Il n’y a aucun jugement à formuler : leur sort n’est pas enviable et il est inutile de les accabler. C’est dans la relation entre gouvernants et gouvernés qu’il existe un vice de forme. Chaque citoyen français a le droit d’être généreux et a raison de l’être. Mais l’Etat français a des responsabilités qu’il doit exercer et qu’il ne peut exercer qu’en appliquant le droit.

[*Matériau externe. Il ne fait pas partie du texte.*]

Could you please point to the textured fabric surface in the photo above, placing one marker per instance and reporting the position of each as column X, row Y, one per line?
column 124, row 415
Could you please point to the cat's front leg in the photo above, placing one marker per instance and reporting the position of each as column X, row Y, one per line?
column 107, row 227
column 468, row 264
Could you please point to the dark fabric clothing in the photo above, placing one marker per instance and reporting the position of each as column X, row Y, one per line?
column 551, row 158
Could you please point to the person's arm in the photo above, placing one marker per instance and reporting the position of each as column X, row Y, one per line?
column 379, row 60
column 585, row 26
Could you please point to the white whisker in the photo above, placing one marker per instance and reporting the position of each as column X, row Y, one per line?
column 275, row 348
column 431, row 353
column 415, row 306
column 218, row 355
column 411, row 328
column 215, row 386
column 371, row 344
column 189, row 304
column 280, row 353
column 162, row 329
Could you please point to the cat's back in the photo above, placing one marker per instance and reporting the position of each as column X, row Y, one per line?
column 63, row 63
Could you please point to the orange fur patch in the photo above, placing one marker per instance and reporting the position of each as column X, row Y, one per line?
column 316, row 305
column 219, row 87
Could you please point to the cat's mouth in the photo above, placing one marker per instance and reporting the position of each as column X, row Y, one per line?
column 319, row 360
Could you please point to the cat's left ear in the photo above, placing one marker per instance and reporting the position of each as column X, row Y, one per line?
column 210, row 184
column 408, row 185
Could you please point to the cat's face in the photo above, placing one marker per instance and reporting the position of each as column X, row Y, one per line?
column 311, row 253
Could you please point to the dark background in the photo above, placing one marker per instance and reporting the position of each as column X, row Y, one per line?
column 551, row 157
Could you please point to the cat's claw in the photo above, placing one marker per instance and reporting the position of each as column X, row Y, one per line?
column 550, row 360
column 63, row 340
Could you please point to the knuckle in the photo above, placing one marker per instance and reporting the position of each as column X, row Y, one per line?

C’est de cette manière que, au mépris de la vérité historique, des associations ou des militants politiques ont établi un lien direct entre leur combat et celui des Français qui ont protégé des juifs pendant la guerre. Les juifs n’étaient pas entrés en France clandestinement, la plupart étaient de nationalité française et, pour eux, l’exil, c’était la mort. On voit donc bien où conduit l’amalgame : il n’y aurait aucune différence entre Nicolas Sarkozy et Maurice Papon. En réalité, les immigrés sont manipulés ; on les met au service d’un camp politique avant les élections bien plus qu’on ne s’intéresse à leur sort.
L’ÉTAT A DES RESPONSABILITÉS QUE N’A PAS LE SIMPLE CITOYENCe qui ne veut pas dire que le gouvernement manque de fermeté : la désobéissance civile fait partie de notre système. Les parents d’élèves qui soutiennent un petit Africain menacé d’expulsion n’obéissent qu’à leur coeur et il serait déplorable qu’ils soient privés de leur libre-arbitre dans une démocratie. Le gouvernement ne peut pas réprimer la compassion ou l’empathie.
Régimes spéciaux.
Il en va de même des régimes spéciaux de retraite : ils ont été conçus pour donner une compensation à des métiers qui furent extrêmement pénibles, mais ne le sont plus. Les cheminots et les travailleurs de la Ratp bénéficient donc d’une réduction de leur temps de carrière pour des raisons qui ont disparu. M. Sarkozy et ses amis souhaitent, s’ils parviennent au pouvoir, réformer ces régimes pour introduire un peu de justice dans la très vaste communauté des cotisants et des retraités. Du coup, les syndicats n’ont même pas tenté d’argumenter. Sachant que M. Sarkozy est encore plus favorable à un « ordre juste » que Mme Royal, ils se sont contentés de dire : «Non, jamais», sans avoir pris la peine de se justifier. Ils entérinent donc un « droit » qui s’est transformé en privilège. Et s’apprêtent sans doute à défendre ce privilège par tous les moyens habituels, grèves, manifestations et autres actions parfois illégales.
Peut-on vraiment instaurer en France un « ordre juste » quand une manifestation de lycéens est pervertie par des casseurs ? Quand, tous les soirs, en France, des dizaines, parfois des centaines, de voitures sont incendiées ? Quand des policiers se font tabasser par des voyous ? Quand des agents hospitaliers sont agressés ? Quand des citoyens innocents sont menacés ou battus ? Quand ceux qui se plaignent du racisme dont ils souffrent exaltent Ben Laden et se livrent au plus primaire des antisémitismes ? A tous ceux-là, nous avons quelque chose à dire par notre choix électoral.